If you only read one blog post today…
… your day will be more productive than mine.
But by all means read this one. Bad Catholic is the Man. Ecce Homo, dude.
http://www.patheos.com/blogs/badcatholic/2012/02/how-the-catholic-church-became-cool-overnight.html
Marc Barnes here quotes Walker Percy, who speaks with Chestertonian eloquence and power:
This life is too much trouble, far too strange, to arrive at the end of it and then to be asked what you make of it and have to answer “Scientific humanism.” That won’t do. A poor show. Life is a mystery, love is a delight. Therefore I take it as axiomatic that one should settle for nothing less than the infinite mystery and the infinite delight, i.e., God. In fact I demand it. I refuse to settle for anything less.

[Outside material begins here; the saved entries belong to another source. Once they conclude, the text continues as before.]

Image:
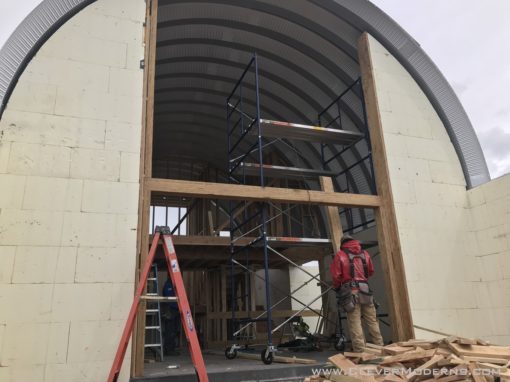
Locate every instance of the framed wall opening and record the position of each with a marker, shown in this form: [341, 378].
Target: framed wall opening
[188, 166]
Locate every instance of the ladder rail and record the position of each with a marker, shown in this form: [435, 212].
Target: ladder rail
[128, 328]
[182, 301]
[184, 308]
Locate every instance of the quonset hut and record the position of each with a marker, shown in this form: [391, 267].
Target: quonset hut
[117, 116]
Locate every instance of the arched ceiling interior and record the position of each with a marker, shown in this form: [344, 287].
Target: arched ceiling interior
[203, 48]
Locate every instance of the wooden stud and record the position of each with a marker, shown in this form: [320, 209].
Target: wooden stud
[138, 350]
[385, 216]
[335, 234]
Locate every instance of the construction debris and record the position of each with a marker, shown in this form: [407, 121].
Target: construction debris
[451, 359]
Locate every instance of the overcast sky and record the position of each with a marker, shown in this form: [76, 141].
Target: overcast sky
[467, 39]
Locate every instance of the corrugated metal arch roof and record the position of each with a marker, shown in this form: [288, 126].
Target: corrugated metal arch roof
[327, 30]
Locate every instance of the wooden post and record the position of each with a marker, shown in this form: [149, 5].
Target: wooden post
[387, 231]
[224, 304]
[335, 235]
[138, 338]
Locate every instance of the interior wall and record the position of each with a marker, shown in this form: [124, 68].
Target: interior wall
[435, 222]
[69, 175]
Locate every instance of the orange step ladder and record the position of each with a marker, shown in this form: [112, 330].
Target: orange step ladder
[180, 297]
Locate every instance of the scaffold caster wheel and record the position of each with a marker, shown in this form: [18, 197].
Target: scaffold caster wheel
[230, 352]
[266, 357]
[340, 344]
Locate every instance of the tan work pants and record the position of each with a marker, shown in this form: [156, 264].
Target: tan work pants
[369, 317]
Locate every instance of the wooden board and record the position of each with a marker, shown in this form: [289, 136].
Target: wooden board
[278, 359]
[395, 349]
[410, 356]
[385, 216]
[242, 192]
[500, 352]
[431, 363]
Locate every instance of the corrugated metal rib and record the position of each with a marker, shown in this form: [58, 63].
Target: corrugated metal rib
[35, 29]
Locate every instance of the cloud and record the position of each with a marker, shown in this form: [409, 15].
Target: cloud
[496, 146]
[466, 42]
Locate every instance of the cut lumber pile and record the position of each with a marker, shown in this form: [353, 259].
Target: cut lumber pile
[451, 359]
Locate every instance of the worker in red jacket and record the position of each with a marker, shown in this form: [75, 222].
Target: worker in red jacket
[350, 270]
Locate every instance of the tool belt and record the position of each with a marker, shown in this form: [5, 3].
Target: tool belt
[347, 300]
[365, 295]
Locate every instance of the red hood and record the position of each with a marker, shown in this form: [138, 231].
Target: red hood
[352, 246]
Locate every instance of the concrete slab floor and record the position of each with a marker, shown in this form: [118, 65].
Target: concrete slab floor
[238, 369]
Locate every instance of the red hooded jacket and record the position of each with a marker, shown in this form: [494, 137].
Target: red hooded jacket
[341, 268]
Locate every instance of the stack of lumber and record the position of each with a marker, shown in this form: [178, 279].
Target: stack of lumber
[450, 359]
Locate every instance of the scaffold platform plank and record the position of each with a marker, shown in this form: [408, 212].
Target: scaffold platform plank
[281, 172]
[277, 129]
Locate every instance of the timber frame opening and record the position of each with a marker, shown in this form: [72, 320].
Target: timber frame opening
[382, 203]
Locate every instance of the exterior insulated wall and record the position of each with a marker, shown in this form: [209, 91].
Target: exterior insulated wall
[490, 225]
[446, 244]
[69, 173]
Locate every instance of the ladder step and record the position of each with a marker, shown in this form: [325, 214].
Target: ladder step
[253, 169]
[277, 129]
[156, 297]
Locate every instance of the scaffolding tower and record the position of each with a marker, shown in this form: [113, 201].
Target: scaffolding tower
[248, 138]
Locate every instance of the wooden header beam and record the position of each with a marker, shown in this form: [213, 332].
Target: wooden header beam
[256, 193]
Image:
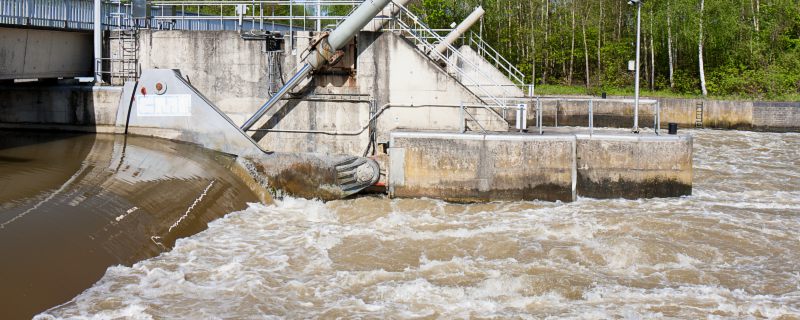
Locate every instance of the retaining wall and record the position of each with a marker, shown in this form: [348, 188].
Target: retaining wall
[474, 167]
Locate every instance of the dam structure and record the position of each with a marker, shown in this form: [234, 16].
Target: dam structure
[320, 105]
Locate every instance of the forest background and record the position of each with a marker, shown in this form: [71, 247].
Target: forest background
[733, 49]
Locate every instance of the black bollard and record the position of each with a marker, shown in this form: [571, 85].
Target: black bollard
[673, 128]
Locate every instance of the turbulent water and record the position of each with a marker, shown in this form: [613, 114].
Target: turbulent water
[731, 250]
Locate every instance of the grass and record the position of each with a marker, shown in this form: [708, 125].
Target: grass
[562, 90]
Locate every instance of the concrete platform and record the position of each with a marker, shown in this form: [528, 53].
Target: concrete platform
[561, 164]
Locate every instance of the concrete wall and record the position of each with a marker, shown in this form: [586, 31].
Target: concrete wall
[634, 166]
[66, 107]
[717, 114]
[472, 167]
[31, 53]
[483, 72]
[380, 68]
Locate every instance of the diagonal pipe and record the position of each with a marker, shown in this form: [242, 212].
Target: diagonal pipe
[324, 52]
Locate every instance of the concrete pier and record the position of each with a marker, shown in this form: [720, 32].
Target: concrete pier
[556, 166]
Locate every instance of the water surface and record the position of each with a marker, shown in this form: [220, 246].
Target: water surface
[72, 205]
[731, 250]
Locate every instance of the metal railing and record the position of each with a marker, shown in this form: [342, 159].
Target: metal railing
[426, 39]
[590, 104]
[494, 57]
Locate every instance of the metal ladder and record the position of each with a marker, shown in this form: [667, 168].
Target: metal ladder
[698, 115]
[425, 40]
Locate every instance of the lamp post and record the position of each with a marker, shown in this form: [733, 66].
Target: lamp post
[638, 4]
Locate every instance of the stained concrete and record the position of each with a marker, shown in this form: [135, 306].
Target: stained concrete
[59, 107]
[557, 166]
[32, 53]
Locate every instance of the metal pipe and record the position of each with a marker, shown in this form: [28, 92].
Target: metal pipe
[98, 41]
[385, 14]
[353, 24]
[474, 17]
[318, 57]
[300, 75]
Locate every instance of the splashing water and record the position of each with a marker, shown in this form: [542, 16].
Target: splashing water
[730, 250]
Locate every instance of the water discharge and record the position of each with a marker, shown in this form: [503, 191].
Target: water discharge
[72, 205]
[730, 250]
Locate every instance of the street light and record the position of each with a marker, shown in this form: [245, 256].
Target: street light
[638, 4]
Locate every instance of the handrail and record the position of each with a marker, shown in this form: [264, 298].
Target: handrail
[501, 62]
[428, 33]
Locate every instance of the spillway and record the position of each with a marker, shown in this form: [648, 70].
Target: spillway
[728, 250]
[72, 205]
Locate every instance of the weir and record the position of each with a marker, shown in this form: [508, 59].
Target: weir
[381, 100]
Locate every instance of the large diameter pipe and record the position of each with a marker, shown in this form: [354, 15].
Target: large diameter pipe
[384, 16]
[462, 28]
[300, 75]
[98, 41]
[355, 22]
[336, 40]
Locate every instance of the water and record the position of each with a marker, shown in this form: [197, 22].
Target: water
[73, 205]
[731, 250]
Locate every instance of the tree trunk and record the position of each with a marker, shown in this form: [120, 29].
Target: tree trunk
[756, 11]
[700, 51]
[572, 46]
[669, 48]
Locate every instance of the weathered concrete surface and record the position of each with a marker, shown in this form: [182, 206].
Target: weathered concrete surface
[231, 72]
[472, 167]
[31, 53]
[716, 114]
[181, 113]
[628, 166]
[378, 67]
[59, 107]
[776, 116]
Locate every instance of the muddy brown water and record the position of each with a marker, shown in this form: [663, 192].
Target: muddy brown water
[72, 205]
[730, 251]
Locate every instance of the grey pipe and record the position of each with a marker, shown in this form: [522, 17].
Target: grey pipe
[304, 71]
[335, 41]
[98, 41]
[474, 17]
[388, 12]
[353, 24]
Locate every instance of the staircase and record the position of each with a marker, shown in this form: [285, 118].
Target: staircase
[490, 54]
[425, 40]
[124, 67]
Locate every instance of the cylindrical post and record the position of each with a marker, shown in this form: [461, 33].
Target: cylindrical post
[319, 14]
[591, 116]
[636, 85]
[98, 41]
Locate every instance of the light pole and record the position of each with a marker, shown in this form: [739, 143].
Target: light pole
[638, 4]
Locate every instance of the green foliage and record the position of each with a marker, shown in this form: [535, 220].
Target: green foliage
[748, 52]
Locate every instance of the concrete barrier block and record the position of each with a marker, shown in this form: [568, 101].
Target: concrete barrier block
[474, 167]
[624, 166]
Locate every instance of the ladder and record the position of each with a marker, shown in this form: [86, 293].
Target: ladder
[698, 115]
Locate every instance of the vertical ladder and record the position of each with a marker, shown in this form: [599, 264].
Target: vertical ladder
[698, 115]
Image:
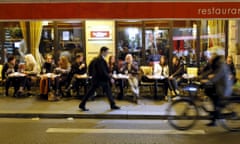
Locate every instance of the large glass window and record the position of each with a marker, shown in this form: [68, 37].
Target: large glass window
[129, 40]
[11, 40]
[184, 41]
[62, 38]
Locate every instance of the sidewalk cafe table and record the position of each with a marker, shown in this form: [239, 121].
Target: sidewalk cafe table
[85, 78]
[17, 77]
[16, 74]
[156, 78]
[121, 78]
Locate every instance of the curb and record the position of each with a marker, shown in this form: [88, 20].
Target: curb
[89, 116]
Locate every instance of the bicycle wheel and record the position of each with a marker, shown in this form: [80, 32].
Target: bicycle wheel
[230, 116]
[182, 114]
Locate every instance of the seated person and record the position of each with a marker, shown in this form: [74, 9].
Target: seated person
[130, 68]
[31, 70]
[153, 57]
[45, 82]
[176, 75]
[62, 70]
[78, 68]
[230, 64]
[162, 70]
[8, 68]
[221, 85]
[112, 66]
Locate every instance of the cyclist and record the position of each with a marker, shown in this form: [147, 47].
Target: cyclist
[218, 83]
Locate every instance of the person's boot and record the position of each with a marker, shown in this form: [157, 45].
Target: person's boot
[82, 107]
[68, 89]
[211, 124]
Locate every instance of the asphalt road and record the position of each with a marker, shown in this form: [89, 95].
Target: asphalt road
[99, 131]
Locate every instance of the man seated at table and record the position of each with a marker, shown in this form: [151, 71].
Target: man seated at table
[162, 69]
[62, 70]
[45, 82]
[79, 68]
[8, 68]
[176, 75]
[130, 68]
[31, 70]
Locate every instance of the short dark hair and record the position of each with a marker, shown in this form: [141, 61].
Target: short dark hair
[11, 57]
[103, 49]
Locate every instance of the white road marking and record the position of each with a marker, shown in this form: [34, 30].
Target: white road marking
[124, 131]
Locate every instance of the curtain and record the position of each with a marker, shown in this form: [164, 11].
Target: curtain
[35, 28]
[216, 28]
[35, 36]
[23, 48]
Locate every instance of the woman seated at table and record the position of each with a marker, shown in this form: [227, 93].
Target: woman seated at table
[176, 75]
[162, 69]
[45, 82]
[113, 68]
[79, 68]
[31, 70]
[62, 70]
[9, 68]
[130, 68]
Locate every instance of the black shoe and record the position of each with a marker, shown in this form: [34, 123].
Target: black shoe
[211, 124]
[82, 107]
[114, 107]
[135, 100]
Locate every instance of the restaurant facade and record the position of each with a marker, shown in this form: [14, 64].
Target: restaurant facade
[187, 29]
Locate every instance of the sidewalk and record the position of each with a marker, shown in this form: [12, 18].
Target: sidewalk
[32, 107]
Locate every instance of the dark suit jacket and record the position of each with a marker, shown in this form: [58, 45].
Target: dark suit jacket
[221, 79]
[101, 73]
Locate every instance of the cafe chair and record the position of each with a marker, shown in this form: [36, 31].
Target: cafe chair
[143, 81]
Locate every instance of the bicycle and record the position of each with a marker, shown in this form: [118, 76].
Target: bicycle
[183, 113]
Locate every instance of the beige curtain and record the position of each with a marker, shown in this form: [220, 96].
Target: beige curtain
[216, 27]
[35, 36]
[35, 28]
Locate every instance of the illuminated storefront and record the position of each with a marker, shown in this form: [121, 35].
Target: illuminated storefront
[172, 28]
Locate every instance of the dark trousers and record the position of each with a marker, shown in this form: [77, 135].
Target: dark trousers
[11, 81]
[94, 85]
[210, 91]
[165, 85]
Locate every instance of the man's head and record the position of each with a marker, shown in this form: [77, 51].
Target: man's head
[79, 57]
[12, 59]
[104, 51]
[49, 58]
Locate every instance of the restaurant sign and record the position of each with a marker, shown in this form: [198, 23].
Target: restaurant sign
[120, 10]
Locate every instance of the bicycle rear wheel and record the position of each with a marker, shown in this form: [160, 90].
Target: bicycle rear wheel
[230, 116]
[182, 114]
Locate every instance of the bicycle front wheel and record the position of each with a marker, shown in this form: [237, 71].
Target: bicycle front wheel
[182, 114]
[230, 116]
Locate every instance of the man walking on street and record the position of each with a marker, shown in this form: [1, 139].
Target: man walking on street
[100, 77]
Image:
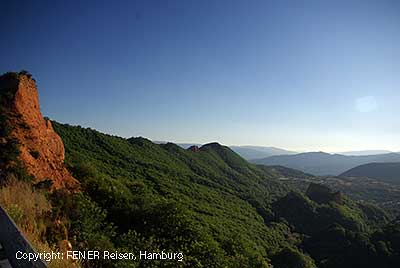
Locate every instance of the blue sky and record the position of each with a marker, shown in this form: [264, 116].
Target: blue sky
[302, 75]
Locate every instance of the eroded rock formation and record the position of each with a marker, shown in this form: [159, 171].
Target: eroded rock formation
[41, 148]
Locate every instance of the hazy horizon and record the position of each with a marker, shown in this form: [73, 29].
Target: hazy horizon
[311, 76]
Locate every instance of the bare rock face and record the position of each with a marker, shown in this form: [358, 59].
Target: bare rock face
[41, 149]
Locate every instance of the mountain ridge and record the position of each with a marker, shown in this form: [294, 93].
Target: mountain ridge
[321, 163]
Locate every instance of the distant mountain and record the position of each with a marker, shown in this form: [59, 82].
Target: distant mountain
[255, 152]
[366, 152]
[386, 172]
[320, 163]
[247, 152]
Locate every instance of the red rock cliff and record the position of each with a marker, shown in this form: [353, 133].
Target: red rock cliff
[42, 150]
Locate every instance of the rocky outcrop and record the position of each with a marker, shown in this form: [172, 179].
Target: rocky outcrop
[41, 149]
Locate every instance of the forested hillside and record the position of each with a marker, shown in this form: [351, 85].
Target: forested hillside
[241, 214]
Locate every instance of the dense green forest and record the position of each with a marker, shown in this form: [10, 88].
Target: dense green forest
[214, 206]
[208, 203]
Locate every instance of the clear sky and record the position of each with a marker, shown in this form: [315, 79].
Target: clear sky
[301, 75]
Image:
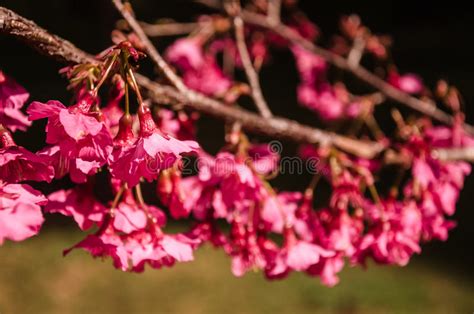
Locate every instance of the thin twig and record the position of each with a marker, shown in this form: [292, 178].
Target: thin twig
[153, 53]
[252, 75]
[466, 154]
[362, 73]
[274, 11]
[168, 29]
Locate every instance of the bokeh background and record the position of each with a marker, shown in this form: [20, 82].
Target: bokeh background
[430, 39]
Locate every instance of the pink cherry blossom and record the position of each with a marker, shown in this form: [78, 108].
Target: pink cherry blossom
[20, 211]
[12, 99]
[84, 141]
[18, 164]
[409, 83]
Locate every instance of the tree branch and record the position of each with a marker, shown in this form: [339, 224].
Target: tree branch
[359, 71]
[278, 128]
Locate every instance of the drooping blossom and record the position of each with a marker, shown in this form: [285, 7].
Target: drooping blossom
[20, 211]
[200, 71]
[148, 154]
[409, 83]
[19, 164]
[84, 142]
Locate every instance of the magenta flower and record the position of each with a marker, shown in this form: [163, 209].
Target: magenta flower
[128, 216]
[18, 164]
[12, 99]
[20, 212]
[409, 83]
[105, 245]
[149, 154]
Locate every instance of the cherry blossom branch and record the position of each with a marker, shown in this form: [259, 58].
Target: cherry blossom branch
[277, 128]
[466, 154]
[168, 29]
[252, 75]
[155, 56]
[362, 73]
[274, 11]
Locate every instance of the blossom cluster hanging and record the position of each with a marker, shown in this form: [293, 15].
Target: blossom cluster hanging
[112, 131]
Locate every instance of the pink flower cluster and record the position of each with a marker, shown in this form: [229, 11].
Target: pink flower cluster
[228, 200]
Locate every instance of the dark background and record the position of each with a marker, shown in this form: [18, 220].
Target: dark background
[431, 39]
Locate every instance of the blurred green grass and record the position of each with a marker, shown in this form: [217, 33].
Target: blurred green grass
[35, 278]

And he speaks with the tongue of a lover for his beloved, a Dante to his Beatrice:
But here’s the thing about the Church. Once you begin the radical task of defending Her right to practice what She preaches, you can’t help but notice how excellent that preaching is. Thus the issue of why — precisely — the Church is against the use of artificial contraception is similarly irritating the public eye, and as it turns, ’tis a beautiful irritant. The Business Insider, an entirely secular journal, found it alarming enough to publish Time To Admit It: The Church Has Always Been Right On Birth Control. From the article:
The Church teaches that love, marriage, sex, and procreation are all things that belong together. That’s it. But it’s pretty important. And though the Church has been teaching this for 2,000 years, it’s probably never been as salient as today.
Today’s injunctions against birth control were re-affirmed in a 1968 document by Pope Paul VI called Humanae Vitae. He warned of four results if the widespread use of contraceptives was accepted:
- General lowering of moral standards
- A rise in infidelity, and illegitimacy
- The reduction of women to objects used to satisfy men.
- Government coercion in reproductive matters.
Does that sound familiar?
Because it sure sounds like what’s been happening for the past 40 years.
So what happened overnight? Why is the Church’s most controversial teaching something that — suddenly — can be affirmed in the secular, public sphere without fear? The teachings didn’t change — they’ve always been awesome. Our culture didn’t change — it continues to suck. No, we owe this shift in disposition to the remarkable act of placing our hands on the desk, pushing firmly down upon it while pushing firmly up with the toes, and straightening the kneecaps until the body is aligned vertically between heaven and earth.